Sponsors: Tepper School of Business and the CreateLab at Carnegie Mellon University
Deliverables: user research, interface redesign, web content and design
Design Team: Christiana Lackner, Nicolas Perez Cervantes, Nikhil Pophat
Contributions: research reports, user interviews, personas, interface wireframes and visual design specifications, future design recommendations
Timeframe: 12 weeks, Spring 2014

Speck Indoor Air Quality Monitor Interface Redesign and Support Website


The device display, before design intervention

The Speck indoor air quality monitor is a device that was developed by a team at the CreateLab at CMU that measures the levels of PM2.5 (fine particulate matter) in indoor air. I joined a team of MBAs from the Tepper School of business to help design and build a commercially viable version of the product and to provide input for a business model for bringing the product to market. My role as an interaction designer on this project was to develop a fast research and design plan to research the usability of the device and user needs surrounding indoor air quality, develop a feature list, and test and iterate on a new interface design for the screens. In the second half of the project, I had the chance to recruit several other CMU designers who then joined me to continue iterating on the interface design and to begin to build a support website for the device, which was a need we identified through our research.

On this project I developed the research and design plan, conducted user research including two surveys (one on indoor air quality and another about use of the initial prototype) and several in-home user interviews, developed a research report of user needs and four user personas, a feature list for a minimum viable version of the product, and wireframes and mockups for new design concepts and visual design specifications which we handed off to a developer to get up and running on the screen of the device.

One of the unique challenges of this project were the many design constraints we faced. We had to deliver a new, working version of the interface up and running on a device, and a first version of the website as quickly as we could, in a matter of weeks, in addition to having to design easy and clear interactions for a small, simple touchscreen with extremely limited functionality.

Here's what I started with - which is how the screen displayed information on the original interface of the device, and a few of my initial sketches for a new display.

From the two surveys I developed, we learned that the new version of the Speck device interface needed to be as simple as possible and provide information about air quality to users quickly and accurately. The first priority in developing the device we discovered was developing a quick and easy feedback system for users, one that allows them to react quickly in a productive way. Users needed to know what was happening with their air quality, but also needed to know how to react to it.

We learned the following crucial information from our research:

Users must trust the accuracy of readings from a device, and not be alarmed by false readings
Users want quick feedback on their environment and need real-time information or alerts
Users want to be able to take action to improve their air quality
Users also want to be able to view trends over time
Users want suggested actions and recommendations for how to improve or control air quality
Threshold levels for alarm and notifications (may be personalized to user needs)

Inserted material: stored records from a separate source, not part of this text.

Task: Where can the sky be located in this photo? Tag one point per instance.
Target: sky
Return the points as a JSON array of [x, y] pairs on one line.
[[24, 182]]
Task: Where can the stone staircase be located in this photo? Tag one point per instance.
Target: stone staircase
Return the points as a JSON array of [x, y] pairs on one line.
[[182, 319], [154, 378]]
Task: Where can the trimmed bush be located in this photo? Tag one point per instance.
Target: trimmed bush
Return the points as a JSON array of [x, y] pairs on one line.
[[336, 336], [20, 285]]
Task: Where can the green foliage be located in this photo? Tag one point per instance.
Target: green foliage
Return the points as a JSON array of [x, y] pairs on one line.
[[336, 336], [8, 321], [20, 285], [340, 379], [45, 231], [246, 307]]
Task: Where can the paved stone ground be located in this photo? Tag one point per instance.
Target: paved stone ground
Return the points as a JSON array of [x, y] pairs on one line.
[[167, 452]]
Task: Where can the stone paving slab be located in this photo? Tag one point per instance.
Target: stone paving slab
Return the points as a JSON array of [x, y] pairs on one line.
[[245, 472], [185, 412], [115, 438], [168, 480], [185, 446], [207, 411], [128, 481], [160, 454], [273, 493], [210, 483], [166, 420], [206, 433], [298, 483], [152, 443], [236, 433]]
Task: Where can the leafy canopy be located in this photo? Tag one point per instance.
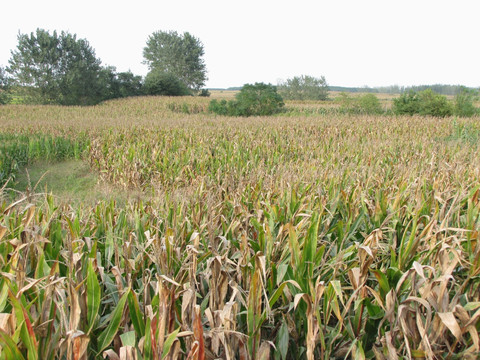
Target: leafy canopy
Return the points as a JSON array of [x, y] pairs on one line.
[[166, 84], [56, 68], [424, 102], [304, 87], [253, 100], [180, 55]]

My four Speck device user personas, as presented by an entreprenurial team at the Tepper School of Business My research and user needs identification drove the new product value proposition, again as presented at by a team the Tepper School of Business. I also designed a potential new brand idenity for the Speck device.


Conducting an in-home user interview and initial paper prototype test

My first wireframes for a new, redesigned version of the Speck interface displays

Brainstorming and iterating on our ideas based on our interviews

A first set of paper mockups of an interface redesign

Final Design Mockups

Here are the final interface designs for the Speck interface. The home screen displays the Air Quality Index reading (in accordance with the EPA's standards) and the description for the reading, while two additional screens which are accessible by tapping the 'next' button in the upper right corner display the air quality index readings for the past 12 hours and also the last 60 minutes. We developed each of these screens based on our research, as we learned that users needed to be able to identify patterns and shapes (such as spikes or plateaus) in the readings which would help them to diagnose causes for any poor air quality they might experience.

Final Design Visual Specifications

After settling on the final redesigns for the screens, I delivered a document with detailed visual design specifications to the developer in the CMU CreateLab, who was able to bring our design to life.


Our final design was successfully coded and displayed well on the new device, and the new prototype of the Speck device was ready for further user testing and a pilot study to be launched in the summer of 2014. The MBA team we worked with an sponsors at the CreateLab were excited to see how easily the indoor air quality information was displayed using our new design, and how easy it was to move through the different views of the data.


On this project I focused primarily on managing the team, coordinating with our clients and and delivering the new interface redesign. I was not as heavily involved in the development of the website content and design, but was able provide input to the team as needed on the content and final design for the support website. We developed a great support website which included educational content about PM2.5 and an interactive tool for users to learn about causes of poor indoor air quality and how they might be able to solve air quality problems in their own home environments.